Rule #34 of the internet supposedly says that, if something exists, there’s porn for it. Here’s some J porn for you. I used this as a programming test once believing that, someone who can learn enough J to answer this, can learn anything else needed on the job. I was not let down.

Given a 9×9 array of integers from 1 to 9, forming the supposed solution to a Sudoku puzzle (http://en.wikipedia.org/wiki/Sudoku), write a J verb (program) that computes whether the 9×9 array is, indeed, a solution according the following rules for Sudoku: Every line, every row and every 3×3 tile (3×3 tiles are arranged in a 3×3 arrangement to tile the entire array, see Wikipedia article) should contain every number from 1 to 9 one unique time.

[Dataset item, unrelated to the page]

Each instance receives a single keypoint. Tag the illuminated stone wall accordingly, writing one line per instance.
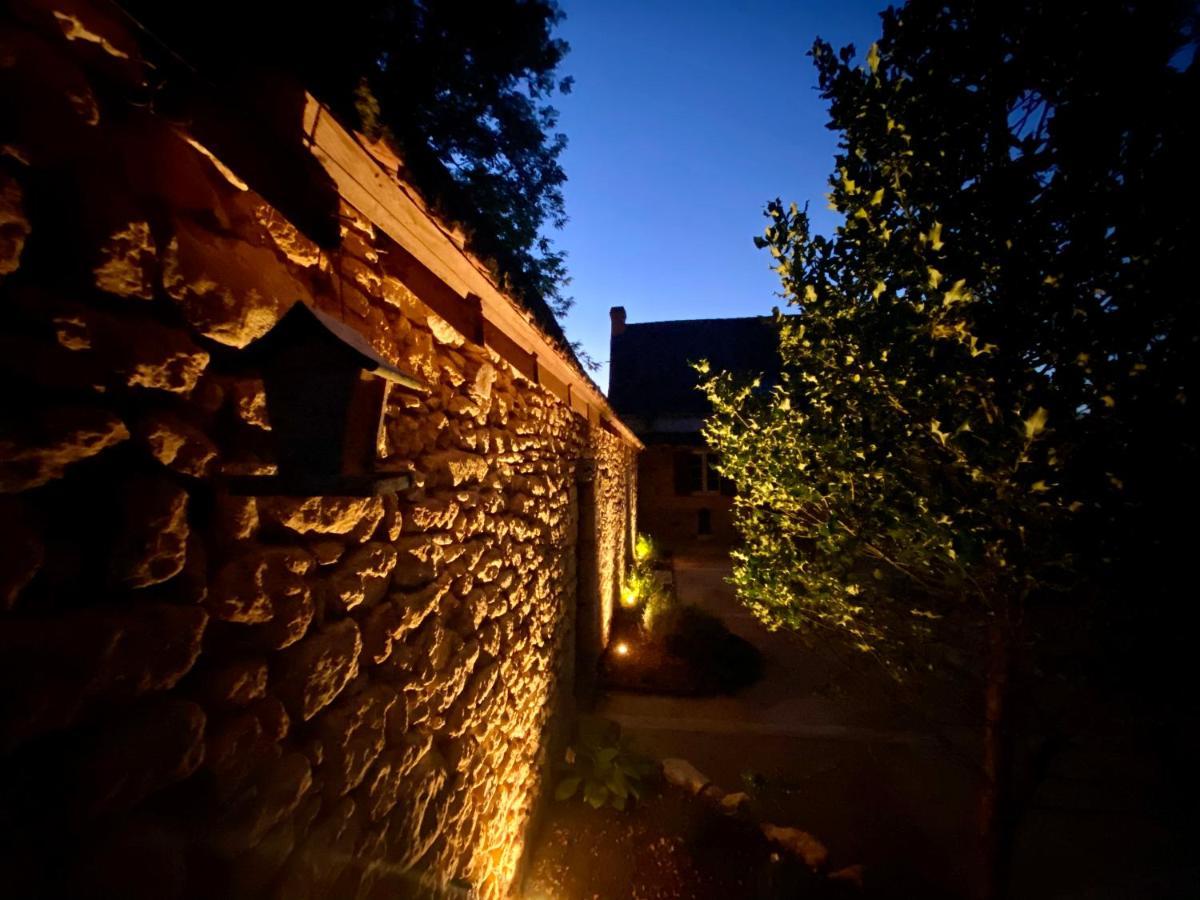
(211, 695)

The solution should use verb ranks to partition the array in all the needed ways (cells), and determine uniqueness by applying the same test verb in the appropriate manner.

And this is my own solution to that.

test3 =: monad define
                items =. ,y
                (9=#~.items) *. *./(items>0),(items<10)
)

is_sudoku3 =: monad define
                *./ (test3"_1 y) , (test3"_1 |: y) , (,(3 3 ,: 3 3) test3;._3 y)
)

Update: At the time I devised this exercise I could not find any relevant article, but I just now found a full Sudoku solver in J at the J Wiki.